先生の秘薬
「・・・ねぇ。
 どうして逢坂のこと
 調べてるの?
 生徒で逢坂を
 よく言う人なんて
 もうこのあたりには
 いないよ。」



「・・・そうですか。」



「私たちもさ、
 まるごとあの記事を
 信じているわけじゃないけど
 和香の筆跡の遺書まで
 残ってるとあっては
 誰も逢坂を信じないと思う。
 和香はそれだけみんなに
 好かれていたし
 影響力もあったから・・・。

 きっとあなたたちも
 生きてる和香に会えば
 きっと好きになってたよ。
 私もつらい思いしたけど
 それでも和香を
 嫌いになれないのは
 陣之和香がそれだけの
 価値のある人間だったって
 ことだから・・・。

 ・・・そろそろいいかな。
 事件のことは
 私もよく知らないんだ。
 私もかなりショックが
 大きかったからさ。
 まだ引きずってるとこ
 あるんだよね。
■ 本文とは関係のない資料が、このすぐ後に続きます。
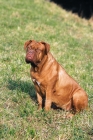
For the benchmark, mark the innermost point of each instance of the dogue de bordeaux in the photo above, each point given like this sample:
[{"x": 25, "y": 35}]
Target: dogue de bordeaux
[{"x": 51, "y": 81}]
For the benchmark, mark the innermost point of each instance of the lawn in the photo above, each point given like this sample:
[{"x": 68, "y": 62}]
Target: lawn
[{"x": 71, "y": 41}]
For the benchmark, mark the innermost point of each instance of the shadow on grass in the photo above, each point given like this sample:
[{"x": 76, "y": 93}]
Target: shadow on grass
[{"x": 22, "y": 86}]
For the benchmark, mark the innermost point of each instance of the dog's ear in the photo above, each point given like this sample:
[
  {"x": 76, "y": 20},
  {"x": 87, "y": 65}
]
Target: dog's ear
[
  {"x": 27, "y": 43},
  {"x": 47, "y": 47}
]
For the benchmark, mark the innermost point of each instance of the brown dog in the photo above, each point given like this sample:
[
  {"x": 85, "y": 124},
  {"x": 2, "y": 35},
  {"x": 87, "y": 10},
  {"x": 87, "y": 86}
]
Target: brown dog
[{"x": 51, "y": 80}]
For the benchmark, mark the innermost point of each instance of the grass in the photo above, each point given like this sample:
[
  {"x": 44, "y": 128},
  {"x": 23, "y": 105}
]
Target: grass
[{"x": 71, "y": 40}]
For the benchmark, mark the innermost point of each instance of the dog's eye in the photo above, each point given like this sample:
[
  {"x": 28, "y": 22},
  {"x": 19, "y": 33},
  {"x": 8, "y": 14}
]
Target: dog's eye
[{"x": 38, "y": 50}]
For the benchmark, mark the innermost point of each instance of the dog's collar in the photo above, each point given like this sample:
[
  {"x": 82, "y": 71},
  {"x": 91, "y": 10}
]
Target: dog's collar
[{"x": 34, "y": 80}]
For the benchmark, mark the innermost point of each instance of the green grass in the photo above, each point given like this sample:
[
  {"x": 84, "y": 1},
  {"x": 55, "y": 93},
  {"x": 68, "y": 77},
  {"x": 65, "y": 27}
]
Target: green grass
[{"x": 71, "y": 40}]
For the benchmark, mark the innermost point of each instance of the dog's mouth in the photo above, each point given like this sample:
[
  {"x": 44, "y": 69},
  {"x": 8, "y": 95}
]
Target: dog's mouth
[{"x": 30, "y": 56}]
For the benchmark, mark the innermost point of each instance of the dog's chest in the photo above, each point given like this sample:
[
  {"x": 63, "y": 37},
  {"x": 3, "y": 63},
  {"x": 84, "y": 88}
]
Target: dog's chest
[{"x": 39, "y": 86}]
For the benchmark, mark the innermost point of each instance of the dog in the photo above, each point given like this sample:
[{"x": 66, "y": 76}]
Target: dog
[{"x": 51, "y": 81}]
」


悲しそうに微笑む春木さん。


「つらいことを思い出させて
 申し訳ありませんでした。
 ありがとうございました。」


久遠先生が立って

頭をさげた。


私と栞もあわてて立ち上がり

頭を下げた。


「・・・何か分かったらさ、
 私にも教えてよ。
 いつでもいいからさ。」



「はい、お約束します。」



久遠先生は

やさしく微笑んで

春木さんにそう言った。


春木さんは

軽くうなずいて

外へ出て行った。


私たちも出してもらった

牛乳を飲んで

その場から出て行った。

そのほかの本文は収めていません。